A screenshot of the Pussy Riot women awaiting the verdict in their trial (via Pussy Riot’s English YouTube channel)

The Pussy Riot sentencing has come and gone, but there’s still plenty happening in Russia as the country deals with the aftermath of the highly publicized, highly political trial that focused international attention — most of it disapproval and outrage — on the Putin government.

As for Nadezhda Tolokonnikova, Yekaterina Samutsevich and Maria Alyokhina, the three members of Pussy Riot who were sentenced to two years in prison for “hooliganism motivated by religious hatred,” Mother Jones reports that their lawyer has filed an appeal. Apparently this could result in a decreased sentence, although the legal assistant who spoke with the magazine pointed out that this is most likely a case in which the verdict was handed down by Putin and his government, not by the actual judge — which means it will be up to Putin to soften the penalty.

A screenshot of the controversial Pussy Riot video filmed inside a Russian Orthodox Church in Russia. The video, titled ” “Hail Mary, Putin, Put”” is available for viewing on YouTube. (via Pussy Riot’s YouTube channel)

But time is crucial, as the women will serve the remainder of their terms (they were sentenced starting from their date of arrest, March 15, 2012) at harsh penal colonies, which Pussy Riot’s lawyers worry “could be a matter of life or death.” According to Mother Jones:

[Legal assistant Alisa] Obraztsova explains that it’s likely the women would be split up among several prison camps, where they would stay in 100-person barracks with women convicted for murder, or other dangerous felonies. Then there’s religious and anti-Pussy Riot fervor to consider. “A man was raped [with] a bottle of champagne in a police office,” Obraztsova says, referencing the gruesome case from March in which a 52-year-old man died after being detained by Russian police. “What can we expect from the penal colony?”

YouTube video

Meanwhile, the trial has provoked a number of reactions and incidents, some violent, around the country. Pussy Riot sympathizers have graffitied churches with slogans and statements of support, and four crosses were torn down. The latter actions may have been inspired by the Ukrainian feminist group Femen. Members of the group, which stages its protests topless, razed a church cross in Kiev with a crucifix on the day of Pussy Riot’s sentencing. But one journalist writing for Ukrainian newspaper The Day was unimpressed, comparing the two groups this way:

The difference between Pussy Riot and FEMEN is like one between a surgeon and a street bully. The former worked with scalpel-style accuracy and exposed a cluster of burning problems, while the latter are just kicking in the air all around, usually simulating a strike but still hoping to hit some vulnerable spot.

The religious attacks, however, have triggered a backlash: an Orthodox Christian group has begun creating squads of volunteers to patrol religious sites and protect them from “enemies of faith,” and there have been incidents of Orthodox activists ripping pro–Pussy Riot T-shirts off of people on the street, as well as storming a theater performance devoted to the trial.

“Free! Pussy Riot” written, most likely in blood, at the scene of a murder (image via en.gazeta.ru)

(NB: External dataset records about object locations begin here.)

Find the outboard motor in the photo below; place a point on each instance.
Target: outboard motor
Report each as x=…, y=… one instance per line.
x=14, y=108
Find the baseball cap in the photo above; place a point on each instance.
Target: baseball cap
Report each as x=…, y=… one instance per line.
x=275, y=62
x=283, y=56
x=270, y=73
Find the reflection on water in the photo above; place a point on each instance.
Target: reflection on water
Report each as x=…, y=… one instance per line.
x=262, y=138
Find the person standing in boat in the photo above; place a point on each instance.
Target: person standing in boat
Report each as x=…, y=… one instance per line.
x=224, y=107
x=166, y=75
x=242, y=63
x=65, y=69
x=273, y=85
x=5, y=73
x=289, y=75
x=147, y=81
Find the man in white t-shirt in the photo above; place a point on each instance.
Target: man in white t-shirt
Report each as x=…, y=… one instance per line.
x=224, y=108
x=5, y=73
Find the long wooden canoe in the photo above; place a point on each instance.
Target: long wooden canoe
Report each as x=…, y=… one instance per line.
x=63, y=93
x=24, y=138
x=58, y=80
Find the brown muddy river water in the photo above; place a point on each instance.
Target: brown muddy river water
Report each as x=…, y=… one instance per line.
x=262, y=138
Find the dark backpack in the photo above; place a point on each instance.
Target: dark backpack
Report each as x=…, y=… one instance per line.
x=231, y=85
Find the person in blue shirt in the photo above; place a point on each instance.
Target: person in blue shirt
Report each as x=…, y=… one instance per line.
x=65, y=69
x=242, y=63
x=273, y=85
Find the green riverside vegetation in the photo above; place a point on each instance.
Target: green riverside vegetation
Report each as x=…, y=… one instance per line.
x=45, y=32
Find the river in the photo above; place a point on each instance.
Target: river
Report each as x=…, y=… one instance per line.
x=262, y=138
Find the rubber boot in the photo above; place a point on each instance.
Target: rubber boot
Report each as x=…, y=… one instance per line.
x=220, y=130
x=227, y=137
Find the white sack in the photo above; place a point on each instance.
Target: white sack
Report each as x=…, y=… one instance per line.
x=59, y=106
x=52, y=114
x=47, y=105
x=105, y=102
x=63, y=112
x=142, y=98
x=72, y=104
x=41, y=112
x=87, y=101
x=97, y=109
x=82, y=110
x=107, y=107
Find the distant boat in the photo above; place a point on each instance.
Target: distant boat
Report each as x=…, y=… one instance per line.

Most disturbingly, two women, one 76 years old, the other 38, were murdered in the city of Kazan last weekend, and the words “Free! Pussy Riot” were apparently found written in blood on a wall above the bodies. According to the Guardian, the police arrested a man who confessed to the crime and told police he was trying to mislead them by writing the slogan.

While it’s a relief that a Pussy Riot supporter didn’t actually thinking murdering two innocent women was a good idea, the case will no doubt fuel the country’s rapidly rising tensions. In fact, it sounds like it already has. The tabloid paper Life News published images of the writing, and its owner tweeted, “If you still think that breaking the norms of behaviour in a church doesn’t change anything, then I recommend you read the latest news.”

For those in Brooklyn who want to help out, there’s a dance party benefit for Pussy Riot’s Legal Defense Fund tonight at Public Assembly.

Jillian Steinhauer is a former senior editor of Hyperallergic. She writes largely about the intersection of art and politics but has also been known to write at length about cats. She won the 2014 Best...

2 replies on “An Appeal, a Murder and Cultural Clashes: Pussy Riot Update”

  1. A street artist, this is my first visit to this site. I’ve seen this video of the activist chainsawing the cross elsewhere and her bare breasts, an essential part of her performance art, were not blurred out in that video.
    The artist, as a woman supporting Pussy Riot, was making a point and you have censored her artistic expression. What kind of art site censors an art piece? You moderate comments too!

    Why does this site even exist? There is no need for more banality and cowardice in the art community? I will not be back.